Coccinelle et Tournesol
Coccinelle et Tournesol - Pixabay

Le biocontrole, c'est quoi ?

Diffusion du samedi 21 décembre 2019 Durée : 3min

Dans le domaine du biocontrole, les avancées sont spectaculaires, limitant le recours à la chimie.

Mais avant soulignons combien les conduites culturales des agriculteurs évoluent. Pour des raisons environnementales qui font consensus, la profession agricole s’est engagée depuis longtemps dans des actions de réductions d’emplois des produits utilisés pour la protection des cultures. 

De quoi parle-t-on au juste ? 

De toute la phytopharmacie de synthèse ou d’origine naturelle sans qui il serait impossible de nourrir 7 milliards d’humains trois fois par jour. Que le mode de conduite soit conventionnel ou bio, les agriculteurs y ont tous recours plus ou moins.  

Mais vous êtes en train de nous dire qu’en fait, malgré une prise de conscience collective rien ne va changer ?

Eh bien non, tout change au contraire et dans le bon sens ! Depuis longtemps les agriculteurs raisonnent leurs interventions et réduisent à la parcelle le volume de produits utilisés. Des modèles agro-météo évaluent le risque et le traitement n’est pas systématique. En intégrant les données d’hygrométrie et de température, il est souvent possible de traiter à dose réduite.

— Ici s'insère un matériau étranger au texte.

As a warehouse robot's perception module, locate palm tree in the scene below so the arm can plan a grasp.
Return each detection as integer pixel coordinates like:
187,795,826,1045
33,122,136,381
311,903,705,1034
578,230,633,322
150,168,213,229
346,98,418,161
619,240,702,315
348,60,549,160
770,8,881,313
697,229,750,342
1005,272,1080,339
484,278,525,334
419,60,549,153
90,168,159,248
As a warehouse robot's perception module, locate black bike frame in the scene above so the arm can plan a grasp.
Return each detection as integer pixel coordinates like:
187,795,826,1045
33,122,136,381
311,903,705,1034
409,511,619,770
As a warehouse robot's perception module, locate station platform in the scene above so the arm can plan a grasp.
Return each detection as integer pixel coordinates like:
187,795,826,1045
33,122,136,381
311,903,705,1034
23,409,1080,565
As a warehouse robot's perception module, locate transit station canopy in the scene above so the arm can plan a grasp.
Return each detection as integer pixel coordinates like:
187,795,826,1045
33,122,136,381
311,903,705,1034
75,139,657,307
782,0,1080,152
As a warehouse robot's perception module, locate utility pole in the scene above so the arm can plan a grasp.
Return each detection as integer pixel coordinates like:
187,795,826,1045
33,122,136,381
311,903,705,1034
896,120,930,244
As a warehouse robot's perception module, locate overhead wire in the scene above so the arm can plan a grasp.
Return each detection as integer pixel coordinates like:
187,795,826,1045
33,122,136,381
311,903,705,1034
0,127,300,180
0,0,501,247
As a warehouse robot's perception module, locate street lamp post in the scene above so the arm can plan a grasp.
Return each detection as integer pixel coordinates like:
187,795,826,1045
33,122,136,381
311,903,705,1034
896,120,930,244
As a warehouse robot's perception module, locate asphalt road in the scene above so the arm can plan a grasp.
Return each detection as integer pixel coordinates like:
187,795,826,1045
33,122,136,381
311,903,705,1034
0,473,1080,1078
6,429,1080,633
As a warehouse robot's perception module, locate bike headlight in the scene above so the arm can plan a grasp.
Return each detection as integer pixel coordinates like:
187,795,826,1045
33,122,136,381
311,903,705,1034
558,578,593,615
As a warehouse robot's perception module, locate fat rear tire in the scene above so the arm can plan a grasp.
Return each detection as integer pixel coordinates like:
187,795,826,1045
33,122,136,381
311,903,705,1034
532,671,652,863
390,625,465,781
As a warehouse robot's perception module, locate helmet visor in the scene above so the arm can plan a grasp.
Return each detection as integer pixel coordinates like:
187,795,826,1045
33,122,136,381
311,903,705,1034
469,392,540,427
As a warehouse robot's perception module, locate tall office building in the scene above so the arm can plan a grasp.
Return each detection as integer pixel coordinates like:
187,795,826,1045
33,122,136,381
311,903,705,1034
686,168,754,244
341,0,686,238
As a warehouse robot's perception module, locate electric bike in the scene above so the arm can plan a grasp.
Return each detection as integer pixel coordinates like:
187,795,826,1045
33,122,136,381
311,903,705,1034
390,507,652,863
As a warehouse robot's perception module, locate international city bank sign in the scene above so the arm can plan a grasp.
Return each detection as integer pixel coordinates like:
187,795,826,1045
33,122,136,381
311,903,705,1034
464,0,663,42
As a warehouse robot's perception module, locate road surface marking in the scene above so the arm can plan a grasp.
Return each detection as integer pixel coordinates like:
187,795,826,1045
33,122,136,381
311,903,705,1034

Et puis il y le progrès génétique et technologique, la sélection variétale permettent de semer des plantes résistantes aux agresseurs. Les nouveaux pulvérisateurs sont précis et anti-dérive.

Et le bio-contrôle dans tout ça ? 

Le bio-contrôle regroupe une kyrielle de pratiques parmi lesquelles des molécules naturelles, qui vont envoyer des signaux aux plantes pour qu’elles renforcent leurs défenses. Il s’agit souvent de solutions composées d’extraits d’algues, de décoction ou d’infusion de plantes comme l’ortie, la prêle, la consoude, la bourrache, voire de compost de bouse. On utilisera aussi des produits naturels à l’action physique, comme de l’argile calciné qui, pulvérisé en arboriculture ou sur les vignes, va dessécher les œufs d’insectes indésirables. En grandes cultures, on cherchera à perdre les ravageurs comme les limaces ou les pigeons en intégrant à la culture d’autres plantes. Cette association aura aussi pour rôle de limiter l’installation des mauvaises herbes en leur faisant concurrence.

Mais c’est efficace sur tout ? 

Bon pour l’instant les essais montrent que ça ouvre des pistes. Le biocontrôle réduit les doses de produits en période de pression modérée. Par exemple, l’extrait d’écorce d’orange permet de réduire les doses de cuivre en viticulture.  Mais quand la maladie est virulente, les agriculteurs sont obligés de sortir le gourdin des méthodes éprouvées. Il y a des familles de champignons redoutables capables de réduire à néant une récolte, comme le mildiou de la vigne et de la pomme de terre, les rouilles ou autres pathogènes des céréales ou la tavelure de la pomme. 

Y a-t-il de nouvelles avancées prometteuses ? 

Oui elles sont nombreuses. Ainsi pas plus tard que la semaine dernière à Tours, l’Institut français du vin d’Amboise a fait état de résultats encourageants venant de l’infiniment petit. Des micro-organismes ont été identifiés comme ayant une action fongicide comme le botrytis en occupant le niche écologique de ce pathogène qui fait pourrir la vigne. Toujours à Amboise, les équipes ont extraits des polyphénols des sarments de vigne efficace sous conditions contre le mildiou. Raisonnablement on peut donc considérer que l’agriculture va pouvoir développer de nouvelles solutions de protection des cultures crédibles et durables.